Sylvain’s struck with a sudden bout of inspiration.

“Can you watch the bags for a second?”

Glenn nods mutely, watching with vague interest as Sylvain pulls the two boarding passes they’d printed while checking their copious bags out of the side pocket of his backpack. He double-checks to make sure Felix isn’t already on his way back and approaches the receptionist’s desk with the most charming smile he has, slipping the two tickets across the counter. “Hi. Would it be possible to upgrade to first class?”

—

“Sylvain?”

The movie credits are still rolling when Felix squeezes his hand. The armrest is pushed all the way up, allowing them to curl into each other beneath a shared blanket. Early-morning light streams in through the gaps between the sliding blinds and the port window, pale yellow prisms playing across the seat backs in front of them. It’s still early, only two hours into their flight, and they’ve already cruised their way through one of the feature films that came free with their seat upgrade, some cheesy action romcom that Sylvain’s pretty sure Felix only tolerated for the fighting scenes sprinkled throughout. 

“Yeah?”

Felix’s voice is quiet, muffled into the fabric of his sweatshirt. “Are you nervous?”

Sylvain hums, reaching towards the touch-screen to flip through the _up next_ section of movie thumbnails. “’Bout what?”

Felix lifts their hands up. “About _this.”_

Sylvain’s heart stops. He lifts his gaze to Felix’s. His eyes look golden in the beam of sunlight that sways across his face, steady as the rumbling hum of the airplane around them. He’s biting his lip, eyebrows drawn into each other. 

He could lie. He could make up a million different reasons why he’s not nervous, promise platitudes about why there’s no reason to be worried. He could distract Felix with a searing kiss, soothe the anxious knot of energy as he chews at the inside of his cheek with a clever tongue and careful hands.

He could lie, but he doesn’t want to. Not anymore.

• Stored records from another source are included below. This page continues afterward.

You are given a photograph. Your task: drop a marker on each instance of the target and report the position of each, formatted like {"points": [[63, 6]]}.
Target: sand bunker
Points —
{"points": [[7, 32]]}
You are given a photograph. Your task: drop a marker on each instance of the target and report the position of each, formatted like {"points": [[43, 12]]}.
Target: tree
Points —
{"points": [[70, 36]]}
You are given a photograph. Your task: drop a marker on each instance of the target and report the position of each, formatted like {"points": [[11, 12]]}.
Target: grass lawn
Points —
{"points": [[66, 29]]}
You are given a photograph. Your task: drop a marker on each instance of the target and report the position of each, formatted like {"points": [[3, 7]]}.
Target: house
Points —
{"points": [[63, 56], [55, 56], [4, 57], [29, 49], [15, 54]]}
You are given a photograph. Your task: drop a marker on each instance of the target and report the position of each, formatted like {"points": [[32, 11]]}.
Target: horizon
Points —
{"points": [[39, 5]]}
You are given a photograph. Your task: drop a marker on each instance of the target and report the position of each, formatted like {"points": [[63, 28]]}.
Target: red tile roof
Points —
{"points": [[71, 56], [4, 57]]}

“Yes,” Sylvain says slowly. Because the truth is, he _is_ terrified. Japan seems like a far-away dream already. Going back to Paris means going back to real life – a place where all of his past relationships have gone down in flames. And he can’t remember the last time he cared so much. Sylvain brings their entwined hands up to his mouth, where he presses a chaste kiss to the back of Felix’s hand. “I want to figure it out, though. With you.”

Felix’s brows soften. Sylvain strains to hear him over the thrum of the jet engine. “Okay.”

He grins, slow at first but then all at once. His face probably looks like _that stupid expression_ Felix is always teasing him about,but he can’t bring himself to care. Felix’s mouth pulls into a shy, barely-there smile before he leans up for a kiss. His lips are soft and just this side of chapped. He tastes like bitter coffee; like warm, content trust.

Like something Sylvain wants to hold on to and never let go.